Ethan nodded, eyes faraway. Remembering fun times in the front of Patrick’s van, no doubt, just the two of them, having a laugh, music blasting. Patrick commenting on attractive women walking past, then winking at his son. Don’t tell your mum I said that!

‘I could take you instead,’ Dan offered. ‘Wednesday afternoons, did you say?’

Ethan’s face lit up. ‘Really? Do you mean it?’

‘Sure. Absolutely.’ As a financial tech consultant, Dan’s days were usually spent finding new solutions to clients’ tech problems, with little time for much else. But seeing as there were two full months left of his sabbatical, he was free to help out, for now at least. Frankly, he would be quite glad of an excuse to leave the flat and be useful to somebody, he realized.

‘Oh my God.’ For the first time since Dan had seen his nephew that day, there was a flash of genuine happiness on his face. ‘I’m so . . .’ His chin wobbled. Ethan had always been such a quiet, self-contained kid. Had he been overlooked in the fallout from the family’s tragedy? ‘That would be amazing. Thank you. Are you sure?’

‘I’m completely sure.’ Dan wondered if it would be too much to ruffle his nephew’s tufty hair, but at the last moment held back. Ethan didn’t strike him as a touchy-feely person and this was strange new ground they found themselves on. ‘Do you know, earlier on I was thinking back to when Gabe was born,’ he said suddenly. ‘You might not remember, but I was looking after you that day and we ended up drawing together for hours on this great long roll of wallpaper. It started off as a series of roads for your car, but then we added all sorts of weird and wonderful buildings and creatures. Jungles, mountains, cities . . .’ His eyes felt hot, thinking back to the sweet, solemn little boy Ethan had been then, how he’d leaned over that paper so intently as they worked on it with their felt-tips. They had created their own world, albeit imaginary. How ironic that Dan had inadvertently destroyed Ethan’s actual world all these years later.

Ethan’s face was screwed up in concentration. ‘I think I do remember,’ he replied. ‘We rolled the paper right out and it stretched across the room.’
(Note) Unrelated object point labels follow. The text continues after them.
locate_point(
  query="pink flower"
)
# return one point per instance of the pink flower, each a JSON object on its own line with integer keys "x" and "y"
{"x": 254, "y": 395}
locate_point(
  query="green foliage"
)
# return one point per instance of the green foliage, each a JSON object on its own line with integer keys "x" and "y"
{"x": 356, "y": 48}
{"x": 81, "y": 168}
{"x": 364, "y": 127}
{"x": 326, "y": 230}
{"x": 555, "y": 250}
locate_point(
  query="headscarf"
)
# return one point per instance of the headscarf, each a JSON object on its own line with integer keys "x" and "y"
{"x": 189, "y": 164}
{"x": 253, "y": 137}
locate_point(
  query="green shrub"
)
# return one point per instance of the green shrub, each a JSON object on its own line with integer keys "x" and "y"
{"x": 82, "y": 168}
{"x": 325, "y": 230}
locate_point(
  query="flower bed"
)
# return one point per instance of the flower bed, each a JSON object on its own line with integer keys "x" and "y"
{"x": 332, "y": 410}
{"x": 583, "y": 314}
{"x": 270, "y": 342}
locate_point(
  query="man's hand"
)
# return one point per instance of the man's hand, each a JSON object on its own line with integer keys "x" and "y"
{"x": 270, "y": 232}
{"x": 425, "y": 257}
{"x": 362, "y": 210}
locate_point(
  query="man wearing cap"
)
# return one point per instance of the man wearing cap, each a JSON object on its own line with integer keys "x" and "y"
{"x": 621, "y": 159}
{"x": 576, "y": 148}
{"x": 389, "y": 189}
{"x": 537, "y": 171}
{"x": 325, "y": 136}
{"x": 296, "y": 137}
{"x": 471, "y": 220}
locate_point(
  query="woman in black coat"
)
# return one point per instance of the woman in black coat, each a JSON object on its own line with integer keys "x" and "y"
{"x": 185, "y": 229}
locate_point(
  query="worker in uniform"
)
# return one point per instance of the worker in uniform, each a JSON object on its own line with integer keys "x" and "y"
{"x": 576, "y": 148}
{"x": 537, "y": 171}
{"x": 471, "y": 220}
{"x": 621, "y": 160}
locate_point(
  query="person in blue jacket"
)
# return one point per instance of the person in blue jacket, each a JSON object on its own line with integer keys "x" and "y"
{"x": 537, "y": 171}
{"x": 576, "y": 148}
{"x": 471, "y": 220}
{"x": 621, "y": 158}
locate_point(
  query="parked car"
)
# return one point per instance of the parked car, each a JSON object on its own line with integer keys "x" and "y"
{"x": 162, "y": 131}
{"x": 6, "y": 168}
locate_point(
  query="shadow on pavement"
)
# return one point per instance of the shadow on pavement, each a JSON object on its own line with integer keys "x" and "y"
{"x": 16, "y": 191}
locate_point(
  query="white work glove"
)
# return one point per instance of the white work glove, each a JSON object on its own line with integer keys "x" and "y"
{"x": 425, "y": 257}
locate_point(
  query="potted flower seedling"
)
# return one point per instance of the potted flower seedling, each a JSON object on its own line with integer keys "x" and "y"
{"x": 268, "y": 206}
‘It did! Spot on.’ They smiled at each other, a tentative, fragile sort of smile but it counted nonetheless. ‘Well, I’ll leave you to it,’ Dan said. ‘And when your mum gets in, I’ll tell her about our Wednesday-afternoon plan, yeah?’

‘Yeah. Thanks.’

‘No problem. Oh – and don’t forget to brush your teeth before you go to bed, will you?’ he added, realizing that Gabe had gone to sleep with his teeth unbrushed. Oops.

Ethan raised an eyebrow. ‘I’m not a baby,’ he said.

‘No. Of course you’re not. Okay, I’ll leave you to it.’

Dan went back downstairs, feeling very much as if he deserved a beer by now and hoping that Zoe might have a few in the fridge. Then he saw his bike in the hall and remembered that he still had to cycle home. Presumably, anyway. Assuming that Zoe did eventually reappear. He stood gazing at the front door, wishing he could hear her key in the lock, that she would come back again now. She had made her point: she’d escaped from the house and kids for a few hours, she’d caused Dan to sweat.

She was going to come back, wasn’t she? Like . . . tonight? She wasn’t going to stay away for the whole weekend or anything?

It was dark outside, headlights gleaming through the black as cars cruised along the street, trying to find parking spaces. The weather forecast he’d heard earlier had predicted a heavy frost tonight, and already the pavements were glistening with the first icy traces. He pulled the living-room curtains shut, a swarm of anxious new thoughts invading his head. Standing there in the kitchen earlier, her face sharp with stress and blame, Zoe had seemed at breaking point. What if she’d really had enough and had done something stupid? You heard about people who simply couldn’t go on without their partners, who were so destroyed by grief and anger and loss they could no longer think straight.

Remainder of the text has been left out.